Un fait apparaît de plus en plus massivement à toutes celles et tous ceux qui n’ont pas d’intérêts de boutique ou qui vont au delà de leurs grigris idéologiques : le total Hamon-Mélenchon, ou Mélenchon-Hamon, permettrait d’être au second tour et de faire rater l’aboutissement soi-disant inéluctable des années Hollande que serait un second tour Le Pen/Macron (ou celui, moins probable, Le Pen/Fillon).

Sitôt fait ce constat surviennent les difficultés (et les faiseurs de difficultés), les uns expliquant que « l’unité avec le PS » est une chose impossible désormais pour les siècles des siècles (ils ne semblent pas avoir remarqué que « le PS » a largement commencé à imploser), les autres dissertant sur les rudesses d’un programme commun, etc. Disons franchement qu’un programme commun n’est pas le véritable problème, chacun de ces deux candidats étant largement en mesure de varier en matière de programme (ainsi JL Mélenchon, dans une récente interview de « main tendue » à Familles chrétiennes, a-t-il ramené son programme en matière de laïcité à l’abrogation de la seule loi Carle, « oubliant » la question du financement public de l’enseignement privé confessionnel …). Qui plus est, l’examen des programmes, si l’on veut vraiment s’y fier, ne soulève pas d’obstacles insurmontables.

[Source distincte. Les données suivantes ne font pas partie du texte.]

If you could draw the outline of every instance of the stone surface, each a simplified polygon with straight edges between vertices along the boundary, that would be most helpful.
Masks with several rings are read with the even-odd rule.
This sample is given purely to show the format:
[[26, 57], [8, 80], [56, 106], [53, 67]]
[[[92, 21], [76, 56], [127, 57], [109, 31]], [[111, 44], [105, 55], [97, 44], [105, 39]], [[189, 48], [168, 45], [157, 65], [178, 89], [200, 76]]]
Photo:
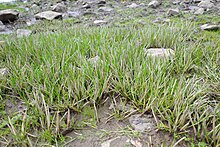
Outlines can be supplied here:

Pour l’immense majorité il ne s’agit pas tant de programme que d’urgence, et l’urgence s’appelle abrogation : abrogation, en particulier, de la loi El Khomri.

Que les deux candidats sur une même estrade, sans prétextes (« il ne m’a pas téléphoné « ,  » je suis tombé sur son répondeur », etc.) y appellent ensemble modifierait toute la situation, quoi que l’on pense de la sincérité de l’un, de l’autre ou des deux.

Celui des deux qui serait à la fois le plus direct à exiger cette abrogation et le plus unitaire envers l’autre raflera la mise et la dynamique ainsi engagée lui permettra aussi de voir revenir des voix parties chez Macron, dans l’abstention, voire chez Le Pen.

Ou bien, la condition nécessaire de l’unité pour nos revendications ayant été imposée, ils s’entendront sur un programme et désigneront le candidat à la présidence et le futur premier ministre sur la base des sondages ou à pile-ou-face, peu importe au fond.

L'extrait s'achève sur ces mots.